On 8 February 1999 the parties ' divorce was pronounced and the mother was granted custody of the children. The applicant ' s access rights were regulated in detail.

On 23 November 1999 the Budapest Regional Court upheld this decision.

On 13 November 2001 the Supreme Court dismissed the applicant ' s petition for review.

Meanwhile, on the applicant ' s renewed complaint about the mother ' s non-compliance with the access arrangements , on 16 December 1999 the Budapest V District Welfare Office warned the mother that she might be fined for her conduct and that the applicant ' s access rights might have to be enforced with the assistance of the police.

On 2 October 2000 the Kecskemét Welfare Office imposed a fine of 50,000 Hungarian forints (“HUF”) on the mother for failing to comply with the applicant ' s access rights as regulated in the District Court judgment. This decision became enforceable on 28 November 2000 and was enforced on 5 March 2001 .

A further fine of HUF 100,000, the statutory maximum, was imposed on 18 April 2001 . The Kecskemét Welfare Office noted that the mother had let her sons decide whether or not they wished to meet with their father, rather than seeking actively to comply with the access regulations.

COMPLAINT

The applicant complains under Article 6 § 1 about the length of the proceedings.

THE LAW

On 23 August 2004 the Court received the following declaration from the Government:

“I declare that the Government of Hungary offer to pay EUR 6,000 (six thousand euros) to Mr Zsolt Péter Kálló, with a view to securing a resolution of the application registered under no. 70558/01. This sum shall cover any pecuniary and non-pecuniary damage as well as costs and expenses, and will be payable within three months from the date of notification of the decision by the Court pursuant to Article 37 § 1 (b) of the European Convention on Human Rights.

This sum shall be paid to a bank account named by the applicant, free of any taxes and charges that may be applicable.

Simple interest at a rate equal to the marginal lending rate of the European Central Bank during the default period plus three percentage points shall be payable from the expiry of the above-mentioned three months until settlement.

The payment will constitute the final resolution of the case.”

On 31 August 2004 the Court received the following declaration signed by the applicant:

“I note that the Government of Hungary are prepared to pay me the sum of EUR 6,000 (six thousand euros) covering pecuniary and non-pecuniary damage as well as costs and expenses, plus interest if payment is delayed, with a view to securing a resolution of application no. 70558/01 pending before the Court.

I accept the proposal and waive any further claims against Hungary in respect of the facts of this application. I declare that this payment constitutes a final resolution of the case.”

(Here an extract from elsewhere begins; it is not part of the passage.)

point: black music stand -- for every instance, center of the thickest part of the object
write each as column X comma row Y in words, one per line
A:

The Court takes note of the agreement reached between the parties and considers that the matter has been resolved (Article 37 § 1 (b) of the Convention). Furthermore, in accordance with Article 37 § 1 in fine , the Court finds no special circumstances regarding respect for human rights as defined in the Convention and its Protocols which require the further examination of the application. Accordingly, the application to the case of Article 29 § 3 of the Convention should be discontinued, and the remainder of the case struck out of the list.

For these reasons, the Court unanimously

Decides to strike the remainder of the case out of its list of cases.